‘Nederlandse Natuurbranche legt problemen graag buiten zichzelf’
Vee & Gewas onderzocht hoe Duitsland en Nederland de officiële formulieren invullen over de grensoverschrijdende Natura 2000-gebieden. Uit dat onderzoek bleek Nederland de natuurkwaliteit lager te beoordelen dan Duitsland en België en wijst Nederland veel vaker factoren aan die negatief zijn voor de natuur die van buiten het natuurgebied komen. De Provincie Overijssel reageerde daarop, maar Gert Brommer vindt de houding typerend. „De provincie verschuilt zich achter het systeem. Legt uit waarom de uitslag logisch is binnen het opgetuigde systeem. Nu wijst ze weer naar haar eigen beperkte rol en legt de verantwoordelijkheid bij LNV.”
Kampioen probleem becijferen
Brommer zegt over de uitkomsten van het onderzoek: „Het is niet eens meer opvallend te noemen. Europees beleid, maar in Nederland zijn we kampioen probleem becijferen geworden. Het lijkt in een patroon te passen van rampen creëren in plaats van rampen voorkomen.”

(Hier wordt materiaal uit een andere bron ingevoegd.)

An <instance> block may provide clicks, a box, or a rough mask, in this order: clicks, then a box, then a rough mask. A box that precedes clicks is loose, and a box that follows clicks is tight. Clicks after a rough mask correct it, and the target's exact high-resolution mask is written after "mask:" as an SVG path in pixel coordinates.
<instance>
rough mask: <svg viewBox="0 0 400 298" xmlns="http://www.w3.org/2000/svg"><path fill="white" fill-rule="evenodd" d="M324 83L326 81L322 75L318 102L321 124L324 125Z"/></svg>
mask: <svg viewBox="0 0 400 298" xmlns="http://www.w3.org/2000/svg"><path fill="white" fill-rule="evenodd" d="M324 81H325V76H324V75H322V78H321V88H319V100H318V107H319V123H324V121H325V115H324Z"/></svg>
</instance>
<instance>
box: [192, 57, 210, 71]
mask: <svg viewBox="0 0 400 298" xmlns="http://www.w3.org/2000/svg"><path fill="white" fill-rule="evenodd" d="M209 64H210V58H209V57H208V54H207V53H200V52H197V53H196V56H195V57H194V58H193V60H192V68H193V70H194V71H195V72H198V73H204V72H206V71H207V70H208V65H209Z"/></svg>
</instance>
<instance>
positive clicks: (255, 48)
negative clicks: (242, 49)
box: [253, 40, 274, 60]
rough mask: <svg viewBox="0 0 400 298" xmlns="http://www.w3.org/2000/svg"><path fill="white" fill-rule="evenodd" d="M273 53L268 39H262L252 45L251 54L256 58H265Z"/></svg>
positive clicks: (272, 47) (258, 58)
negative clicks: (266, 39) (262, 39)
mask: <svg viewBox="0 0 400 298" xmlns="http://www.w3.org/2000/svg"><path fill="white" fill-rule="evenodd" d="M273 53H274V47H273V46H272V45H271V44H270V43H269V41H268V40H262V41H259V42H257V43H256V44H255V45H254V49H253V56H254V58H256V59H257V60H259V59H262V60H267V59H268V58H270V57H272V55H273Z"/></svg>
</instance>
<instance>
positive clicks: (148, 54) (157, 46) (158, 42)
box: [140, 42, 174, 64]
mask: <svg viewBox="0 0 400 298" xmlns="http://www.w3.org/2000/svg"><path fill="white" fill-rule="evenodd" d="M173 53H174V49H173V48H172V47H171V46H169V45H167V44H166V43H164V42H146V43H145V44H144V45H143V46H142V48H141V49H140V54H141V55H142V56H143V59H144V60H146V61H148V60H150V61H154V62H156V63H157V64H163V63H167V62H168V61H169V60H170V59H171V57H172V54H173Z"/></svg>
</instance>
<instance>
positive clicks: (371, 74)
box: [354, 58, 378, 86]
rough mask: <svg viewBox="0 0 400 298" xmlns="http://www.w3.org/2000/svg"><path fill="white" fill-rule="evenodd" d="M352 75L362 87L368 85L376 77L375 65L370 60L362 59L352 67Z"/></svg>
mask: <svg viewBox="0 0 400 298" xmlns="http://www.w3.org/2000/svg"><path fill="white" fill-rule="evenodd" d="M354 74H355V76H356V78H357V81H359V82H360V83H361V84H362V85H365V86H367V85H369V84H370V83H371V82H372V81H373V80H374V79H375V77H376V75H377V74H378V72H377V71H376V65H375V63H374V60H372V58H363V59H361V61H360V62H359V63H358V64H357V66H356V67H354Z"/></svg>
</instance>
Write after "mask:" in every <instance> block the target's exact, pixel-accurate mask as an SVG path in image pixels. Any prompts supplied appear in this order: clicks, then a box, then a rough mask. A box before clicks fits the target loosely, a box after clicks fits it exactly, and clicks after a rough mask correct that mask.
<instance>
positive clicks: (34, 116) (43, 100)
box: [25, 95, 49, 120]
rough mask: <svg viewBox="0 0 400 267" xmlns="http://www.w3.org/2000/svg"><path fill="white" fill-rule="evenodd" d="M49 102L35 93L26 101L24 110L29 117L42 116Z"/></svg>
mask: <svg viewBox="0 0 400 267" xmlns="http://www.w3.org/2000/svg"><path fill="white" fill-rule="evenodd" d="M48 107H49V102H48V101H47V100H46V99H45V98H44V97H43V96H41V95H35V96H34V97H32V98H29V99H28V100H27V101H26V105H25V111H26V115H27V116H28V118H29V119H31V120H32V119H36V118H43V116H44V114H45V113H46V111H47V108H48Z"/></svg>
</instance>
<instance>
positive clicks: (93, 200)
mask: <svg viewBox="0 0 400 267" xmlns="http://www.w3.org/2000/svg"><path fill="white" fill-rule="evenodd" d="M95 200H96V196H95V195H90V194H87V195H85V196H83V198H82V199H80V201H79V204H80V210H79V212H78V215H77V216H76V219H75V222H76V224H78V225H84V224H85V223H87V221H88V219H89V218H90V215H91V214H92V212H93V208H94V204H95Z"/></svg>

Hij noemt het onlogisch dat Nederland meer dreigingsfactoren kent dan Duitsland en dat die vooral van buiten het gebied komen en dat de natuurkwaliteit lager is aan Nederlands kant. „Echter valt het mij op dat de Nederlandse Natuurbranche problemen graag buiten zichzelf legt. Zo ook blijkbaar hier. Een lage natuurkwaliteit is een verdienmodel en een werkgelegenheidsproject voor de natuurbranche. Immers lage kwaliteit, meer beheer, meer compensatie, meer bufferzones. Zo werkt het systeem.” Ook is het beoordelen van de natuurkwaliteit volgens hem geworden tot een businessmodel voor ingenieursbureaus. „Deze hebben ecologen in dienst en die verdienen hiermee hun boterham.”
Praktisch natuurbeheer
Brommer noemt het hele systeem ‘een bureaucratische activiteit’. „Op gemeentelijk, provinciaal, landelijk en Europees niveau zijn ambtenaren bezig met onze natuur. Daaromheen is een hele stoet actief, projectbureaus, ingenieursbureaus, en stichtingen. Deze kerstboom van dataverzameling -overdracht en controle staat ver af van de werkelijkheid. Het is geworden tot een bureaucratisch vehikel wat gelden moet verdelen naar de terrein beherende organisaties. Het zou goed zijn dit donkergroene netwerk in kaart te brengen en de daarbij georganiseerde geldstromen aan de kaak te stellen. Wat mij betreft is het tijd om natuurbeer terug te brengen naar de mensen in het gebied, de boswachter, de jager en de boer. Ik zal me blijven inzetten voor een praktisch natuurbeheer waarbij er verbinding is met het landschap en de boerderijen. De huidige politieke setting biedt daar weinig ruimte voor. Daarvoor moeten er eerst verkiezingen komen. Tot die tijd probeer ik het huidige beleid, in al zijn complexheid te controleren.”